Posted at 9:03 AM to Immaterial Witness


I have faith and I believe in God as Creator. However, my response to creation science, as defined in recent years, has been the Bible was not meant to be a science textbook.

Posted by: Babs at 9:15 AM on 22 December 2005

Its shortcomings as a science text aside it can be said the Bible does make a good book on warfare ... "Kill them all and let God sort it out" kinda sums up the philosophy.

And as a womens studies textbook it does explain the proper role of women quite nicely ... in a nutshell "a properly attired and submitted woman should be seen and not heard".

Seriously, IMHO such literary work is hopefully not the work of an all knowing and omnipotent creator but the misinterpretation of man over time.

Posted by: Ron at 11:12 AM on 22 December 2005

ID is not yet mature enough to be taught in schools, neither was its predecessor, Creationism. But this debate is not going to go away for long (if it goes away at all).

Evolution is supposedly based on observation. Well, observe this: Everything left to its own devices eventually falls into entropy. It doesn't eventually walk off the table.

Posted by: Mister Snitch! at 9:24 PM on 22 December 2005

Stop the propaganda. Evolution is not scientific. Both are faith based. I believe in the beginning God.

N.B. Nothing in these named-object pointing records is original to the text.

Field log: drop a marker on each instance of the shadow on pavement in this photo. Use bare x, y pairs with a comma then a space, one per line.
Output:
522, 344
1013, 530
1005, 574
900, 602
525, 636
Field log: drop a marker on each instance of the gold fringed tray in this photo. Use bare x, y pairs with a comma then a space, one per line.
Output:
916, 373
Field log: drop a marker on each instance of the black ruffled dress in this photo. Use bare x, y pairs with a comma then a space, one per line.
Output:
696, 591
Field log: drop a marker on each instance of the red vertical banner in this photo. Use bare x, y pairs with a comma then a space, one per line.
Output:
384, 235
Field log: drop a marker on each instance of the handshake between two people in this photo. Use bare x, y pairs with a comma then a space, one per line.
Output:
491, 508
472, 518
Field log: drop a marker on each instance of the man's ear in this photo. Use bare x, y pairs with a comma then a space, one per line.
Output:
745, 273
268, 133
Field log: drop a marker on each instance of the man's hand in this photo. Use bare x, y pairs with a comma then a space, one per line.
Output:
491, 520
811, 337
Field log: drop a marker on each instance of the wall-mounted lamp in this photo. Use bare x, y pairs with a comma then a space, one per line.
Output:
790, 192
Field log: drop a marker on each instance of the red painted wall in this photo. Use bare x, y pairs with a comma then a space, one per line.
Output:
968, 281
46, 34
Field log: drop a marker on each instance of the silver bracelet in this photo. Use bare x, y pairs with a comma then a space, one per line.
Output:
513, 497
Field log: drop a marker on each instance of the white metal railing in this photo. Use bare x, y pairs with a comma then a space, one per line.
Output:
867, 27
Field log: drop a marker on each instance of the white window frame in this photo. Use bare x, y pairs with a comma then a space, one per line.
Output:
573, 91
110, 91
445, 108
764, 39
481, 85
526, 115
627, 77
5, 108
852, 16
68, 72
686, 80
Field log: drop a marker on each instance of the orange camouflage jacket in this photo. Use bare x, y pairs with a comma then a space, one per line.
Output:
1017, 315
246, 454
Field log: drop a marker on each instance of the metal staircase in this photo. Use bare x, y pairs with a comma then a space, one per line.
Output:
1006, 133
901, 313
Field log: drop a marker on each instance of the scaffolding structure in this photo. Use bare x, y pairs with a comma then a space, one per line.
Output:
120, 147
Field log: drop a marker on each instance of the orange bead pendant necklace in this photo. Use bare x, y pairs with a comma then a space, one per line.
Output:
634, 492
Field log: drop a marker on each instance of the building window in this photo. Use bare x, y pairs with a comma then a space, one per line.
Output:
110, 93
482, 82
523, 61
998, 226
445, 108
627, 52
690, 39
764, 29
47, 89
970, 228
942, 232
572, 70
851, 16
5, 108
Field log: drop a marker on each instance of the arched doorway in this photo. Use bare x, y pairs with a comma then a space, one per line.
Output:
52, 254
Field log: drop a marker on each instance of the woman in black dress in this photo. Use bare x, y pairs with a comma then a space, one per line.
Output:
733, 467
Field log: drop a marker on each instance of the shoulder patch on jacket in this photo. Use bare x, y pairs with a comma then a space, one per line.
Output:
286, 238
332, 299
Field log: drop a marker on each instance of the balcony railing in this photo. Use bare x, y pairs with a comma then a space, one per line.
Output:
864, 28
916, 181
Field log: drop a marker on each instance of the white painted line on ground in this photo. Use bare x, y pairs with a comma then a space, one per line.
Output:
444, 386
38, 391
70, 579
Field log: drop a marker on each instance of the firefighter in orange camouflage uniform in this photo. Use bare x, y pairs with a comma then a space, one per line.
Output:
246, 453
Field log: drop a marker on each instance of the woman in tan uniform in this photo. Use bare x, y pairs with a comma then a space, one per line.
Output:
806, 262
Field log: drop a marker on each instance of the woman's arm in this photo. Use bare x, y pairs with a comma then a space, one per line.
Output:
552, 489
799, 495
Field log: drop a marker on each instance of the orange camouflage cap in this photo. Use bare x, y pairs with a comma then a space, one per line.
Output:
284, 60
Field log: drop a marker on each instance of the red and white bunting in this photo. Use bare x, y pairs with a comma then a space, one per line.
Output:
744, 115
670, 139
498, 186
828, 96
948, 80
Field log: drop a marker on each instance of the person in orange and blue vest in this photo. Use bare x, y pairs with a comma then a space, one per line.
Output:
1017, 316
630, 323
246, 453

Evolutionists believe in the beginning dirt.

Posted by: Ty at 11:42 PM on 22 December 2005

Also Babs.... Of course the Bible is not a science text book, and I am glad for that becouse science text books change all the time. The Holy Bible does not change. Every word of God is pure.

Posted by: Ty at 11:46 PM on 22 December 2005

Ty, would that "pure" word be the King James Version, The greek version, the Aramic version, the catholic version, The Jewish version (sans the new testament of course) or which one? I'm just curious...

Posted by: Ron at 11:03 AM on 23 December 2005

King James.

Posted by: Ty at 11:16 AM on 23 December 2005

Heh. Yeah, the King James version, written in real-time by the folks on the scene -- in 17th-century London.

Posted by: McGehee at 12:15 PM on 23 December 2005

Ty:

In your world, is it because of your faith when you let go of an object that it falls to the ground? If your faith wavers, will it instead float where it was released?

In MY world, I know (not believe) that this object will fall to the ground each and every time.